Sunday, June 24, 2018
Business

Amazon confirms fulfillment centers in Ruskin, Lakeland

TAMPA — Online retailer Amazon confirmed Tuesday that it will open a 1-million-square-foot distribution center in Hillsborough County and announced plans for a second, similar warehouse about an hour away in Polk County.

The announcement came nearly two weeks after Hillsborough officials said the retailer had completed a real estate deal for a center in Ruskin, and it ended speculation about whether Amazon wanted two facilities so close to each other.

Amazon said the centers will process different kinds of orders from customers.

The Ruskin center will pick, pack and ship small items, including books, electronics and consumer goods. A center to be located on Lakeland will ship large goods such as kayaks and televisions.

Seattle-based Amazon said it would create more than 1,000 full-time jobs at the centers with health care, stock awards and other benefits. It didn't say when the distribution centers would open or when they would start hiring.
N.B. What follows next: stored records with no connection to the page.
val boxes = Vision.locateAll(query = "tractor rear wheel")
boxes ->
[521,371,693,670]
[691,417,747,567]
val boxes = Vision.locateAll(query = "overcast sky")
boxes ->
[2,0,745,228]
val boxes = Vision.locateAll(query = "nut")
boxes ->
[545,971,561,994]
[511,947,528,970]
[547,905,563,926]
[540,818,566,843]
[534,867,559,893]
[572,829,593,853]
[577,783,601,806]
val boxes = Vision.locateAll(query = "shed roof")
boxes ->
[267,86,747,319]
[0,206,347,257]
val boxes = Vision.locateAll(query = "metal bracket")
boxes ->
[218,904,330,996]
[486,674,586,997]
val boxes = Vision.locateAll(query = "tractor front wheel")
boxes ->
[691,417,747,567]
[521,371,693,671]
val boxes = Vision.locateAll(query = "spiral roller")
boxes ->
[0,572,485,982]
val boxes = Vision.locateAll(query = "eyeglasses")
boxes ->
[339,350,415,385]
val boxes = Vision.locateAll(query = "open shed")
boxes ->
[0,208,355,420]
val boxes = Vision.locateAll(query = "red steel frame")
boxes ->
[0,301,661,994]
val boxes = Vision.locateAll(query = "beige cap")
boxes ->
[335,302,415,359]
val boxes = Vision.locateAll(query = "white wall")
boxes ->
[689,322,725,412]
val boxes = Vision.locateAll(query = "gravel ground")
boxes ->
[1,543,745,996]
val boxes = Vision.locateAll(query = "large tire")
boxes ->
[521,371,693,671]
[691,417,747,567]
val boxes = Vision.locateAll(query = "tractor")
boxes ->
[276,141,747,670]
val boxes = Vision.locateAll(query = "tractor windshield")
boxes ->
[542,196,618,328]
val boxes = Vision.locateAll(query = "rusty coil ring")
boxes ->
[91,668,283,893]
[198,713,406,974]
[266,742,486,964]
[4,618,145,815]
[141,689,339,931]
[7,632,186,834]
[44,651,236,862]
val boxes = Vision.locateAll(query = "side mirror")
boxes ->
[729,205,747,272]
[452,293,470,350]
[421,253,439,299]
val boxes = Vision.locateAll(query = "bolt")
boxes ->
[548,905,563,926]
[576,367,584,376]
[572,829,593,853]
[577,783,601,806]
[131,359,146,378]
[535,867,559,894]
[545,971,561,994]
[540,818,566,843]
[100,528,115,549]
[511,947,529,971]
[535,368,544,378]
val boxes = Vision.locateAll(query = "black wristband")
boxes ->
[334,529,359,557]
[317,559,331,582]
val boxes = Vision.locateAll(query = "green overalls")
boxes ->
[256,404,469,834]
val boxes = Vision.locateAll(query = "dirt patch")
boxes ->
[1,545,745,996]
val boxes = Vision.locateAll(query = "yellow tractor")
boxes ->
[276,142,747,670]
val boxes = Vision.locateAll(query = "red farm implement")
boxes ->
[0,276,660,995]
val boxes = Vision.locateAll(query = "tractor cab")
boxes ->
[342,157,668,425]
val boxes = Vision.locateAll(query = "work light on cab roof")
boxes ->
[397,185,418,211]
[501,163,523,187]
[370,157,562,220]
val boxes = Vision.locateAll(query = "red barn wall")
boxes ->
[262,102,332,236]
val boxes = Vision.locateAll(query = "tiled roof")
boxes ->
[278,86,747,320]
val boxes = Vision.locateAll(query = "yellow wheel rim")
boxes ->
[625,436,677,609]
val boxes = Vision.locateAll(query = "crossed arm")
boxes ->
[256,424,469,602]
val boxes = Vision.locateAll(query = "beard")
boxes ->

Site work has already begun on the Hillsborough location at Interstate 75 and State Road 674, and at the Lakeland location at 1760 County Line Road.

"We appreciate the state, city and county officials who have worked with us to bring these fulfillment centers to Florida,'' said a statement from Mike Roth, Amazon's vice president of North America operations. "We're excited to join the community, bringing great jobs and investment to the area."

Gov. Rick Scott announced in June that Amazon would invest $300 million in new warehouses and hire 3,000 people as part of a deal that would eventually require Amazon to charge Florida customers sales tax on purchases. Currently, those taxes are not collected on purchases because Amazon doesn't have a physical presence in the state.

But the issue of online sales taxes is being debated in other states and could be resolved nationally by Congress or courts.

In a statement Tuesday, Scott applauded Amazon for choosing Florida for its new warehouses, known as fulfillment centers.

"I would like to thank Amazon for recognizing that Florida's business-friendly environment we've helped create is the perfect place for their latest expansion," he said.

Amazon spokeswoman Kelly Cheeseman said the centers combined would employ more than 1,000 full-time workers but didn't have an exact figure. Amazon prefers to hire full-time workers but may employ part-timers who request it, she said.

Thousands more could work at the centers as seasonal employees to handle the holiday shopping rush.

Both Hillsborough and Polk counties lured Amazon with financial incentives. Hillsborough approved $6.4 million in property tax breaks over seven years and $1.1 million in payments to Amazon for bringing 375 above-average paying jobs. Polk okayed a $4.5 million package that would require Amazon to create at least 100 high-paying jobs and make a minimum investment of $10 million.

Founded by Jeff Bezos, Amazon is expected to post $75 billion in revenue this year — but not a lot of profit.

Despite its stock reaching a record high, Amazon lost money last year. Analysts expect another loss when the company releases third-quarter results Thursday.

By contrast, McDonald's restaurants this week reported a $1.52 billion profit for the quarter.

Information from the New York Times supplemented this report.